Loi Duplomb : une loi qui sert les intérêts de l’agrobusiness 25 juillet 2025
Dans notre dernier journal de Juillet/Août, dans l’article « Une loi qui sert les intérêts de l’agrobusiness » nous avons souligné les conséquences de cette loi tant du point de vue écologique que des intérêts de classe qu’elle défend.
En quelques jours, près de 2 millions de personnes ont signé la pétition sur le site de l’Assemblée nationale qui, à l’initiative d’une jeune étudiante, demande l’abrogation de cette loi. Le succès inédit de cette pétition est significatif du rejet de plus en plus massif de ces lois au service exclusif des intérêts de la classe dominante imposés contre les intérêts de la grande majorité de la population.
Nous reproduisons ci-dessous l’article de La Forge.
Voici une nouvelle loi qui montre que le pouvoir politique actuel et ses institutions sont au service d’une minorité contre les intérêts de l’ensemble de la société.
En novembre 2024, le député LR de Haute-Loire, Laurent Duplomb, déposait un projet de loi directement inspiré par la FNSEA et le lobby de l’agrochimie, loi intitulée : « lever les contraintes à l’exercice du métier d’agriculteur ».
Rejeté par l’Assemblée nationale, il était examiné le 1er juillet en commission mixte paritaire.
La proposition de loi finale, qui va être maintenant proposée au vote du Sénat et de l’Assemblée, contient des reculs graves, notamment ceux concernant la défense de la biodiversité, l’utilisation de l’eau, et la taille de certains élevages.
– Le premier recul, et de taille, concerne l’usage d’un néonicotinoïdes, l’acétamipride. Les insecticides de cette famille ont été identifiés comme des produits « tueurs d’abeilles ». Alors que la loi française avait interdit leur utilisation en 2020, le projet de loi veut lever cette interdiction.
– Le second recul concerne le stockage de l’eau. Alors que des luttes massives contre les mégabassines se sont développées, en particulier dans les Deux-Sèvres, le projet de loi propose d’accélérer les projets en cours. Le texte introduit une reconnaissance d’intérêt général majeur aux ouvrages de stockage de l’eau, comme les retenues collinaires et surtout les mégabassines. Comme le rapporte le journal Le Monde, pour un des commentateurs de cette proposition de loi, elle « ouvre malgré tout les vannes pour l’accaparement de l’eau au profit d’une minorité ».
– Troisième recul, celui concernant la taille des élevages porcins et ovins. Le texte propose de faciliter les démarches pour les agrandissements. Le texte prévoit de relever les seuils à partir desquels les élevages porcins et avicoles seront soumis à des procédures d’évaluation environnementale.
A l’origine, le projet de loi voulait également s’en prendre à l’ANSES (Agence nationale pour la sécurité sanitaire de l’alimentation, de l’environnement et du travail).

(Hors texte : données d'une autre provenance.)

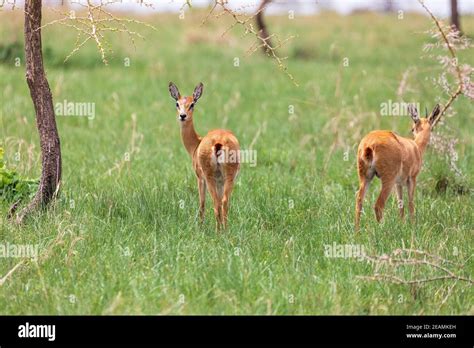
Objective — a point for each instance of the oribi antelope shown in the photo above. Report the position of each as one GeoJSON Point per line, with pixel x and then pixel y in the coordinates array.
{"type": "Point", "coordinates": [395, 160]}
{"type": "Point", "coordinates": [215, 157]}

Si cette agence garde aujourd’hui son indépendance alors que le Sénat souhaitait, fin janvier, renforcer le contrôle politique sur sa feuille de route, il n’en reste pas moins que les attaques contre ces organismes de contrôle se multiplient ; ils sont régulièrement la cible de ceux qui veulent lever toutes contraintes à leur activité et surtout à la rentabilité de leur exploitation agricole, au mépris de la sécurité sanitaire de la population (1).
Le texte de la commission a été soumis au vote des sénateurs le 2 juillet qui, sans surprise, l’a adopté ! Le vote des députés doit avoir lieu le 8 juillet.
Face à ces reculs, des paysans, et notamment ceux de la Confédération paysanne, des associations, des scientifiques et des politiques se mobilisent. Dans une tribune au Monde, des directeurs de recherche au CNRS proclament : « La préservation de la santé humaine et de l’environnement n’est pas une contrainte » !
Nous ajouterons : c’est une exigence et nous la défendrons.
« Puisque l’État ne défend plus l’intérêt général face aux pollutions meurtrières, le corps médical doit se mobiliser », écrit le médecin Thomas Senot, praticien hospitalier, anesthésiste-réanimateur au CHRU de Besançon. « Et cela passera par s’émanciper des diktats du capitalisme. » Tribune à lire sur le site de Reporterre.

1. Parmi les « mesures d’économie » envisagées par Bayrou, il y a la suppression pure et simple de plusieurs de ces agences, ce qui lèverait un frein supplémentaire à l’activité des monopoles.